The allusion in the second portion of my text is plainly enough to the ritual of the great day of atonement, on which the high priest once a year went into the holy place; and there, in the presence of God throned between the cherubim, made atonement for the sins of the people, by the offering of the blood of the sacrifice. Thus, says our writer, that throned and sovereign Man who, in token of His accomplished work, and in the participation of deity, sits hard by the throne of God, is yet ministering at one and the same time within the veil, and presenting the might of His own sacrifice.
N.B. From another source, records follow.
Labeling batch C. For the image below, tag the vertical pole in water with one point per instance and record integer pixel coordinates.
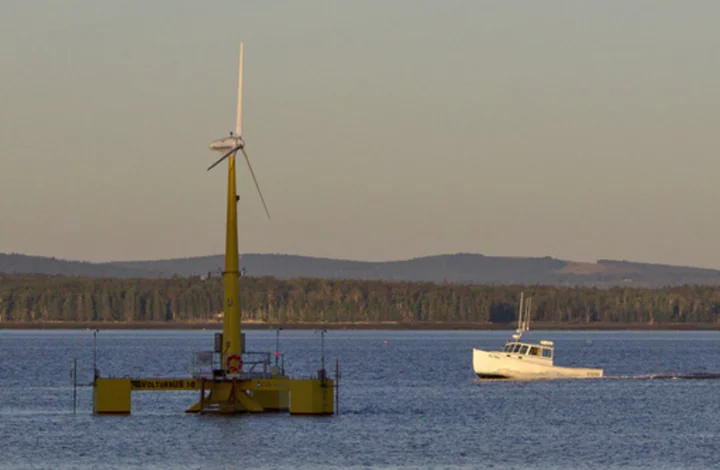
(95, 374)
(231, 304)
(322, 348)
(520, 312)
(277, 345)
(337, 386)
(74, 386)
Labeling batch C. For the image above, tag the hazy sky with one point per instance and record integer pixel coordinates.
(378, 130)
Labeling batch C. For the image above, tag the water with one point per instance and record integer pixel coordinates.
(407, 399)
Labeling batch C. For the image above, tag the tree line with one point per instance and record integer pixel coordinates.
(34, 298)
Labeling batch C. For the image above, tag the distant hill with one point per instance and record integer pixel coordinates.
(457, 268)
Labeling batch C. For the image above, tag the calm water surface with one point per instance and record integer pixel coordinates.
(407, 399)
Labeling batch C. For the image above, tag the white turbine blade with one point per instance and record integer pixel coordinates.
(238, 123)
(256, 183)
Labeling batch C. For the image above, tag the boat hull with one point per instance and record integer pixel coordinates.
(501, 365)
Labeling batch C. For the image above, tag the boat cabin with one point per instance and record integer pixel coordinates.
(544, 350)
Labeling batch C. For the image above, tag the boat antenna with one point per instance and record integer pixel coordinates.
(520, 330)
(528, 310)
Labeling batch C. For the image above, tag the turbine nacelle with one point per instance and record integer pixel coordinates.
(232, 144)
(223, 145)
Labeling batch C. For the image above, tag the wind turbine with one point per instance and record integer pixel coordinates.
(230, 145)
(232, 342)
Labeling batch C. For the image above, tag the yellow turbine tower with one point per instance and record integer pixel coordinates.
(229, 379)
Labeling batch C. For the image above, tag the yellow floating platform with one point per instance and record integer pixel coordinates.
(224, 396)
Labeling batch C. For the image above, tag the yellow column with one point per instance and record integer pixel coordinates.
(111, 396)
(231, 319)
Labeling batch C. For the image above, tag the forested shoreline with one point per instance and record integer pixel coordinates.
(35, 299)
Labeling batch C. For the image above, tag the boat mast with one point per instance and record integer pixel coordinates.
(520, 330)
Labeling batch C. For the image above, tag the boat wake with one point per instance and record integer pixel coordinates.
(679, 376)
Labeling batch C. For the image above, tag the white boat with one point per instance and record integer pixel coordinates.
(525, 361)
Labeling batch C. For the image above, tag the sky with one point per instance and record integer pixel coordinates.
(378, 130)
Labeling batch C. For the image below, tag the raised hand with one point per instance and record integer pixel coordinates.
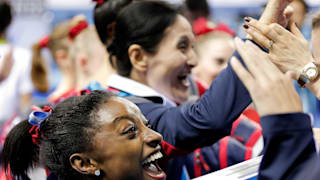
(276, 12)
(271, 90)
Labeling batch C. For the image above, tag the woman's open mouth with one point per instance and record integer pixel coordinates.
(151, 167)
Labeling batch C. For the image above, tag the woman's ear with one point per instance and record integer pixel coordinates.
(83, 164)
(138, 57)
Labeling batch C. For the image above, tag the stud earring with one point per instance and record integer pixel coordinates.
(97, 172)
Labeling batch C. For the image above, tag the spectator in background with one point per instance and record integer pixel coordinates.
(16, 89)
(6, 65)
(214, 50)
(89, 57)
(58, 43)
(300, 8)
(316, 35)
(193, 10)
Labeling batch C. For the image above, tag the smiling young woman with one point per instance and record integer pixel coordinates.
(93, 136)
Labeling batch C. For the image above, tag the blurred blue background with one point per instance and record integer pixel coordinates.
(35, 19)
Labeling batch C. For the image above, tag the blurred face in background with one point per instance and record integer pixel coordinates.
(213, 51)
(170, 66)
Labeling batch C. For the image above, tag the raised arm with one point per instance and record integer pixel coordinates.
(289, 151)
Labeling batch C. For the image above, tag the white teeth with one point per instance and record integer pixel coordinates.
(186, 82)
(152, 158)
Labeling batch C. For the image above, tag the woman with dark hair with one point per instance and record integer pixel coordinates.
(93, 136)
(151, 46)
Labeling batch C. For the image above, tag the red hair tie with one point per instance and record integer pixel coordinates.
(43, 43)
(36, 118)
(75, 30)
(98, 1)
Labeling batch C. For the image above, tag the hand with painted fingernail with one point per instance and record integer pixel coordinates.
(288, 50)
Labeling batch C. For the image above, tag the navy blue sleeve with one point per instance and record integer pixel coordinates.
(290, 150)
(205, 122)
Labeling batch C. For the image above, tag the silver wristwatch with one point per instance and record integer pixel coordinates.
(309, 73)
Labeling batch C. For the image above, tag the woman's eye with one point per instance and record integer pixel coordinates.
(183, 47)
(220, 61)
(132, 129)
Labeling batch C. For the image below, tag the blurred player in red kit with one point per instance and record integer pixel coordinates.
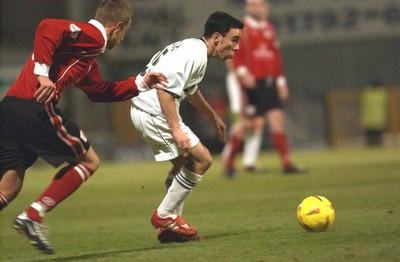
(257, 70)
(64, 55)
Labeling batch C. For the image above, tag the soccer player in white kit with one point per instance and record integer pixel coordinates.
(155, 115)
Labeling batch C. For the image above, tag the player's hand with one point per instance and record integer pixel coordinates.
(155, 80)
(182, 140)
(46, 91)
(283, 92)
(220, 127)
(248, 81)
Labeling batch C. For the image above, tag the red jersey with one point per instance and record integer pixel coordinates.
(66, 52)
(259, 51)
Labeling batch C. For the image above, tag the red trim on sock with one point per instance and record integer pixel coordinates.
(65, 182)
(280, 143)
(3, 201)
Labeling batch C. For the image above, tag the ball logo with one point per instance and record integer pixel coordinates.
(48, 201)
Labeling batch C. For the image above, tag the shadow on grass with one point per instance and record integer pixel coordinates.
(110, 254)
(104, 254)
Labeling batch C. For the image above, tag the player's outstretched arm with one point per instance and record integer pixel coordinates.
(155, 80)
(46, 91)
(198, 101)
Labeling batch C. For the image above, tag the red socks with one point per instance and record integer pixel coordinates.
(3, 201)
(281, 145)
(235, 146)
(65, 182)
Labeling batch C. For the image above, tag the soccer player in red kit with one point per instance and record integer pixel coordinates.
(64, 55)
(259, 71)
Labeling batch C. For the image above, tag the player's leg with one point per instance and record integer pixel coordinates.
(252, 144)
(232, 147)
(276, 121)
(10, 185)
(235, 138)
(58, 141)
(177, 165)
(199, 160)
(65, 182)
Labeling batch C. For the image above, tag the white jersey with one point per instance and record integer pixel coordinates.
(184, 63)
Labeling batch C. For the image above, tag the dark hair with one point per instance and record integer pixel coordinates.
(220, 22)
(110, 12)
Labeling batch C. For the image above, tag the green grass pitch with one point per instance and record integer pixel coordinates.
(252, 218)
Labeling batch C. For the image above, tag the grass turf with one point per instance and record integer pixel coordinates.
(252, 218)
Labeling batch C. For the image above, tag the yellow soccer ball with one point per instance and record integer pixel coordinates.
(316, 213)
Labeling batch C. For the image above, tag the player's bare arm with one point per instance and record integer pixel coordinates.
(167, 103)
(198, 101)
(283, 89)
(46, 91)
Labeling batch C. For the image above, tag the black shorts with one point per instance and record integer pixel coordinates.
(262, 98)
(29, 129)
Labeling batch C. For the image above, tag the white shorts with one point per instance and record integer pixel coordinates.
(157, 133)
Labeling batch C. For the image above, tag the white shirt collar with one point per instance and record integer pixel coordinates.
(101, 28)
(254, 23)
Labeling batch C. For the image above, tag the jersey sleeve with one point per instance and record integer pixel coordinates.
(179, 72)
(50, 34)
(239, 59)
(99, 90)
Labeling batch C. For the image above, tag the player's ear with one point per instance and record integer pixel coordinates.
(216, 38)
(117, 26)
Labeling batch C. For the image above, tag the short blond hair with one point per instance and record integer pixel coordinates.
(110, 12)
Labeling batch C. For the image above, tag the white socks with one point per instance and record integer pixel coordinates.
(182, 185)
(251, 148)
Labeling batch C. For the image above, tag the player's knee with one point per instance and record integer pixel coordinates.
(95, 164)
(206, 162)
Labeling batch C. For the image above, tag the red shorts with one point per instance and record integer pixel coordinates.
(29, 129)
(262, 98)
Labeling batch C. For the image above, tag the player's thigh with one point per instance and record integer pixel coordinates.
(89, 159)
(276, 119)
(199, 159)
(157, 133)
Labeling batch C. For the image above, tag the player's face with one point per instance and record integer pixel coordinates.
(228, 44)
(117, 36)
(257, 9)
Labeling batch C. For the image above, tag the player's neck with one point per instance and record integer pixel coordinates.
(209, 45)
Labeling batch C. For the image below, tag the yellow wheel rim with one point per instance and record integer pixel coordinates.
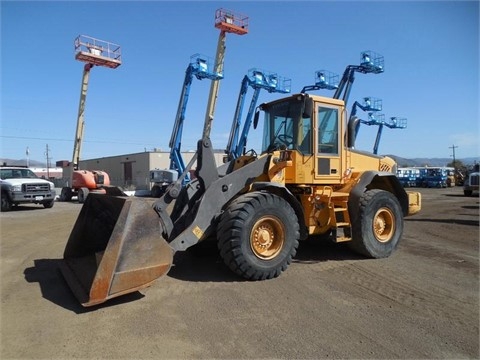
(384, 225)
(267, 238)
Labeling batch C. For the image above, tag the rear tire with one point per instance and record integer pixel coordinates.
(66, 194)
(82, 195)
(48, 204)
(379, 228)
(156, 191)
(6, 204)
(258, 235)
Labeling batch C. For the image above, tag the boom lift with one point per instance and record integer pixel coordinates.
(306, 181)
(324, 79)
(93, 52)
(200, 67)
(258, 80)
(372, 106)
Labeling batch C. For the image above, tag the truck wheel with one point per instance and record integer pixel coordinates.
(6, 203)
(258, 235)
(156, 191)
(82, 195)
(380, 224)
(66, 194)
(48, 204)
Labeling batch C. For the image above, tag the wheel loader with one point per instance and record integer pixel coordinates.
(309, 179)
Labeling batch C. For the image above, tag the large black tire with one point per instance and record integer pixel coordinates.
(6, 204)
(258, 235)
(48, 204)
(66, 194)
(156, 191)
(82, 195)
(379, 228)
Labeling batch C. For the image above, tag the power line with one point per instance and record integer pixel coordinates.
(69, 140)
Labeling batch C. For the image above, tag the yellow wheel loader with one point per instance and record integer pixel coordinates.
(308, 180)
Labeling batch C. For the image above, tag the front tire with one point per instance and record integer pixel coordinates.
(467, 192)
(82, 195)
(48, 204)
(258, 235)
(6, 204)
(66, 194)
(379, 228)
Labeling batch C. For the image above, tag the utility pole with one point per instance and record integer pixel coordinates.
(453, 147)
(48, 161)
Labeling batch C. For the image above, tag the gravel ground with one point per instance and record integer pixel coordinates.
(422, 302)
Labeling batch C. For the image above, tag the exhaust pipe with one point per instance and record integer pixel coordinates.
(115, 248)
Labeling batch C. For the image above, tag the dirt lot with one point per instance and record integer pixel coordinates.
(423, 302)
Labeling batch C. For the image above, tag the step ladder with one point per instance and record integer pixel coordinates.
(338, 208)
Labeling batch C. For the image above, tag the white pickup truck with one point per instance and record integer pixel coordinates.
(21, 185)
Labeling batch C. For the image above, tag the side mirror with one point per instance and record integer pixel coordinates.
(307, 108)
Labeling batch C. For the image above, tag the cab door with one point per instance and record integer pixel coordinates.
(328, 161)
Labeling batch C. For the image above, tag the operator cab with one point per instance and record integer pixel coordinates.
(310, 126)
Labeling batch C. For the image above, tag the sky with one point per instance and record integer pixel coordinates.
(431, 78)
Put away the metaphor and we just come to this, a truth which is far too little dwelt upon in this generation, that the work which Jesus Christ accomplished on the Cross, all sufficient and eternal as it was in the range and duration of its efficacy, is not all His work. The past, glorious as it is, needs to be supplemented by the present, no less wonderful and glorious, in which Jesus Christ within the veil, in manners all unknown to us, by His presence there in the power of the sacrifice that He has made, brings down upon men the blessings that flow from that sacrifice. It is not enough that the offering should be made. The deep teaching, the whole reasonableness of which it does not belong to us here and now to apprehend, but which faith will gladly grasp as a fact, though reason may not be able to answer the question of the why or how, tells us that the interceding Christ must necessarily take up the work of the suffering Christ. Dear brethren, our salvation is not so secured by the death upon the Cross as to make needless the life beside the throne. Jesus that died is the Christ' that is risen again, who is even at the right hand of God, who also maketh intercession for us.'
But, beyond that, may I remind you that my text, though not in its direct bearing, yet in its implication, suggests to us other ways in which the rest of Christ is full of activity. I am among you as He that serveth' is true for the heavenly glory of the exalted Lord quite as much as for the lowly humiliation of His life upon earth. And no more really did He stoop to serve when, laying aside His garments, He girded Himself with the towel, and wiped the disciples' feet, than He does to-day when, having resumed the garments of His glorious divinity, and having seated Himself in His place of authority above us, He comes forth, according to the wonderful condescension of His own parable, to serve His servants who have entered into rest, and those also who still toil. The glorified Christ is a ministering Christ. In us, on us, for us He works, in all the activities of His exalted repose, as truly and more mightily than He did when here He helped the weaknesses and healed the sicknesses, and soothed the sorrows and supplied the wants, and washed the feet, of a handful of poor men.
He has gone up on high, but in His rest He works. He is on the throne, but in His royalty He serves. He is absent from us, but His power is with us. The world's salvation was accomplished when He cried, It is finished'! But My Father worketh hitherto, and I work,' and they who saw Him ascend into the heavens, and longingly followed the diminishing form as it moved slowly upward, with hands extended in benediction, as they turned away, when there was nothing more to be seen but the cloud, went everywhere, the Lord working with them, and confirming the word with signs following.'
So then, let us ever hold fast, inextricably braided together, the rest and the activity, the royalty and the service, of the glorified Son of Man.